Data processing performance analysis for ultrafast electron beam X-ray CT using parallel processing hardware architectures

Abstract

The ultrafast electron beam X-ray computed tomography (CT) measuring system of the Helmholtz-Zentrum Dresden-Rossendorf (HZDR) is primarily operated for fundamental multiphase flow investigations, e.g. in various technical devices, and for validation of enhanced flow simulation models, e.g. developed for computational fluid dynamic codes (CFD). The CT scanner delivers cross-sectional material distributions by contactless measurements with a spatial resolution of approximately 1mm and a temporal resolution of maximal 8kHz. Currently, two central time-consuming processes have been identified limiting the efficient usage of that worldwide unique CT technique: a) the data transfer from the detector system to central data storages (e.g. computer or data base) and b) the data processing.
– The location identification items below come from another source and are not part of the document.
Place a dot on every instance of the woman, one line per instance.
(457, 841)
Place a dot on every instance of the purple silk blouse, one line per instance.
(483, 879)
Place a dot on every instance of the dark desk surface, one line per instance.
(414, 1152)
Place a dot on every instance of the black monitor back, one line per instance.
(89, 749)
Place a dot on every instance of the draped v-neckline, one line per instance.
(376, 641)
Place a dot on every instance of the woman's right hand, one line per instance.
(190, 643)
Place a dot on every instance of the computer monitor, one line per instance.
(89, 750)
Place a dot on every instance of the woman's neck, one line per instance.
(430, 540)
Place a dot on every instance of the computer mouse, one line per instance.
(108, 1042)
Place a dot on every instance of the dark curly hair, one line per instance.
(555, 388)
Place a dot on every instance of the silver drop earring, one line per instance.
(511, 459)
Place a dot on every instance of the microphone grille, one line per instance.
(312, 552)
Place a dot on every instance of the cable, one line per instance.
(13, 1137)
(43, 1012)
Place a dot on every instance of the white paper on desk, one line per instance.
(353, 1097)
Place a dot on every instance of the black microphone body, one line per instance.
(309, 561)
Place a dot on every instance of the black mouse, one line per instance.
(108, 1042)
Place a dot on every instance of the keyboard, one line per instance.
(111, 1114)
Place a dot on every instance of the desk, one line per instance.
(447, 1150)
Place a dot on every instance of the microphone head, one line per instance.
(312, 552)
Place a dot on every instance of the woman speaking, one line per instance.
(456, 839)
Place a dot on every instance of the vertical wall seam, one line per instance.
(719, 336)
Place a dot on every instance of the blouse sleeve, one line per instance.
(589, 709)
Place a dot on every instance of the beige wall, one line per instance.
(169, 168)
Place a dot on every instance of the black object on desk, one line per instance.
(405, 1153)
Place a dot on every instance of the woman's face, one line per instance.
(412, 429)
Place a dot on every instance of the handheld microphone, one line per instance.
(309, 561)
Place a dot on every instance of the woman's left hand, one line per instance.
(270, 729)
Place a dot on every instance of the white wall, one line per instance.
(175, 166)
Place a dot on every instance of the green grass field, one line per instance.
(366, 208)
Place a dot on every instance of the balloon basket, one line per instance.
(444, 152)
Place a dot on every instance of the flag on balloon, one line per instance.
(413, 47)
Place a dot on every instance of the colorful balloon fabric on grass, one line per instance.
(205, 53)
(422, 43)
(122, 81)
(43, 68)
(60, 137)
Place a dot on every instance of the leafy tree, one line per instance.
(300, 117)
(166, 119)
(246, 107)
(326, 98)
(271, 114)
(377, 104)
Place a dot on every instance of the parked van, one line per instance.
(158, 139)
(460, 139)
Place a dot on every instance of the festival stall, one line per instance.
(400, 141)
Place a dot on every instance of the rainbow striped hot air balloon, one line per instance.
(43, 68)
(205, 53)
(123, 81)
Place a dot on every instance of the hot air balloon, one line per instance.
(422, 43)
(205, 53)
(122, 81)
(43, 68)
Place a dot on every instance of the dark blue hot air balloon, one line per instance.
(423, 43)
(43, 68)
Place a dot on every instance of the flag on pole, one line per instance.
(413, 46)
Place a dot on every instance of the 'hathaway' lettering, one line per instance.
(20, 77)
Thus, data pre-processing and data reconstruction algorithms have been adapted for the use at multi-core central processing units (CPUs) and even many-core graphics processing units (GPUs). For optimal data processing results an advanced performance PC with two parallel operated high performance graphics processing units, a six-core processor, a high internal data bus speed and a large memory block has been assembled. The newly developed data processing algorithms induce a performance improvement of approximately 137 for the entire data processing sequence compared to the previous universally applicable single core CPU based data processing tool.